Inflammatory bowel diseases, such as Crohn’s disease (CD) and ulcerative colitis (UC), are serious diseases of the digestive tract that are difficult to diagnose and treat.2 The strategies currently used for the confirmatory and differential diagnosis of these clinical conditions present several limitations.1, 12 In this context, serum leptin has emerged as a readily available, noninvasive, and affordable biomarker in these patients, but current studies are contradictory as to the accuracy, sensitivity, and specificity of adipokines in the confirmatory diagnosis, prognosis, and differential diagnosis of IBDs.15, 21 Thus, in this meta-analysis, we propose to synthesize the available evidence on the potential of circulating leptin as a biomarker in patients with inflammatory bowel diseases, such as CD and UC.

Although inversely proportional to the presence and degree of IBDs, serum leptin levels were not significantly associated with CD or UC, thus showing that this peptide has no appeal as a biomarker to differentiate between healthy individuals and patients.

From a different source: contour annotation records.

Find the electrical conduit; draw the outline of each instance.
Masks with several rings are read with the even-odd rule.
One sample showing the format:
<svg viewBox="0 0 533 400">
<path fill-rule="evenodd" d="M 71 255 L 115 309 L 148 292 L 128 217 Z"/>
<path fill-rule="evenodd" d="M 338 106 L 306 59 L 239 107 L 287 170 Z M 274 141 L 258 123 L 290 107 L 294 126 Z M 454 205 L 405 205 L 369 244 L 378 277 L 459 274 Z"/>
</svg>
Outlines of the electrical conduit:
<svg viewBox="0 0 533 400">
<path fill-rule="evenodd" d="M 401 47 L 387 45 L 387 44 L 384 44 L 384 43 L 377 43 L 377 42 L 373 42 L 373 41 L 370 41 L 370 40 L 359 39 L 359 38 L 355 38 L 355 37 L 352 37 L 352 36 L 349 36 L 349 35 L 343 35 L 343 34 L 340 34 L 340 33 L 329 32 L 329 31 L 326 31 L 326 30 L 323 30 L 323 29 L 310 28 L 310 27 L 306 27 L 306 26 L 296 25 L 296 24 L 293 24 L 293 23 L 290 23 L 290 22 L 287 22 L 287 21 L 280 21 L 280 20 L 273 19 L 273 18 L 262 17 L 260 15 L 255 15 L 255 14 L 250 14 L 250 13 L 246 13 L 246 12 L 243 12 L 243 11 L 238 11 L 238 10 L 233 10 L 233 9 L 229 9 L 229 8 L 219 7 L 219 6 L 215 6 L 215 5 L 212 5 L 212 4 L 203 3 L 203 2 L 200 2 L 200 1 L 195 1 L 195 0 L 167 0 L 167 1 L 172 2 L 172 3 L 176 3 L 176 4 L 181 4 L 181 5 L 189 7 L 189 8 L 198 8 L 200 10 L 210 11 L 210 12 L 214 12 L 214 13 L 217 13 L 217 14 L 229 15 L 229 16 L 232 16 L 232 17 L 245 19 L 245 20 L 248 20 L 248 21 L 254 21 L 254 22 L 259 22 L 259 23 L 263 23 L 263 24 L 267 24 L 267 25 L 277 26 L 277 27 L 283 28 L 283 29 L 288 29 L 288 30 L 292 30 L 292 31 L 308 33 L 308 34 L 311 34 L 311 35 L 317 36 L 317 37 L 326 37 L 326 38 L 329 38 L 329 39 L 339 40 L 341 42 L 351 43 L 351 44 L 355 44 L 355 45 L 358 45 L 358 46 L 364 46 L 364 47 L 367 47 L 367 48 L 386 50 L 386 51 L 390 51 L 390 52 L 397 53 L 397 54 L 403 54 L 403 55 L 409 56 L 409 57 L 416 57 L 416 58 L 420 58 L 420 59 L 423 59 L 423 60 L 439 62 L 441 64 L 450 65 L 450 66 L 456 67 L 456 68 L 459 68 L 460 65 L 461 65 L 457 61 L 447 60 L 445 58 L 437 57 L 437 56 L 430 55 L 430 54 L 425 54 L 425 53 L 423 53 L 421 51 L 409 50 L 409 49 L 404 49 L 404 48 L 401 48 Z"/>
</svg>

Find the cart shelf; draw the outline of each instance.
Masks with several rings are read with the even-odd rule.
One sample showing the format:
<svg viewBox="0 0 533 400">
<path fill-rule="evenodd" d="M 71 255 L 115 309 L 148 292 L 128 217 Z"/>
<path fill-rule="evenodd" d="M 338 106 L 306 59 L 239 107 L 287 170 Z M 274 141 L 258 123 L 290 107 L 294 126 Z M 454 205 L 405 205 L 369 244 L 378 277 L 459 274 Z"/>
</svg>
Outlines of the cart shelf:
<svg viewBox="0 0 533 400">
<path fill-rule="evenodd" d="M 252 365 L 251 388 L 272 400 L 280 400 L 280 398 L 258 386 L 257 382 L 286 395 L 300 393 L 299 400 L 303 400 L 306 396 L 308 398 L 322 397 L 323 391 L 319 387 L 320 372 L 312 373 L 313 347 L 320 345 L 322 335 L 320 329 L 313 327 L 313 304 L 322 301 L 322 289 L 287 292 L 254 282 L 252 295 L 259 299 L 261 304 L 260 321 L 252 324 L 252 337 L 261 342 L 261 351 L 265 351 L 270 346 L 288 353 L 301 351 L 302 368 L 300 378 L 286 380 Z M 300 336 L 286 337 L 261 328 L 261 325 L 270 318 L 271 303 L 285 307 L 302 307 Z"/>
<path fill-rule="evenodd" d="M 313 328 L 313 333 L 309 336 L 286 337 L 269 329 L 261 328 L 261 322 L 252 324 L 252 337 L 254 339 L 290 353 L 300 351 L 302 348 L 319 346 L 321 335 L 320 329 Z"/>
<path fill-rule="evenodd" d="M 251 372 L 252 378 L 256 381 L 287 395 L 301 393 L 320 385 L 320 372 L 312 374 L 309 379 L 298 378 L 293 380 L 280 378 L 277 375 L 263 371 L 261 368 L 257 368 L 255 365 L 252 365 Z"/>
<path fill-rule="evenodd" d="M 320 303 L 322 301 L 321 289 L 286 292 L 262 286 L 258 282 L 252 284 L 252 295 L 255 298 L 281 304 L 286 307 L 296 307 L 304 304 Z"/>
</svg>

Similarly, the prognostic potential of leptin was considerably low, and this anorexigenic peptide was unrelated to the activity of IBDs. In contrast, our review showed that blood levels of leptin are significantly higher among patients with CD compared with those among patients with UC, indicating their potential as a biomarker for the differential diagnosis between CD and UC. To the best of our knowledge, this is the first meta-analysis that highlights the value of leptin in differentiating patients with IBDs between CD and UC carriers. However, it is important to highlight that the mean difference in serum leptin levels among patients with CD and UC was only 0.57 ng/mL. This shows that although serum leptin levels can be explored in the differential diagnosis of IBDs, this should only be a supportive method for endoscopic, imaging, and clinical examination due real possibilities of false-positive and false-negative diagnoses using serum leptin.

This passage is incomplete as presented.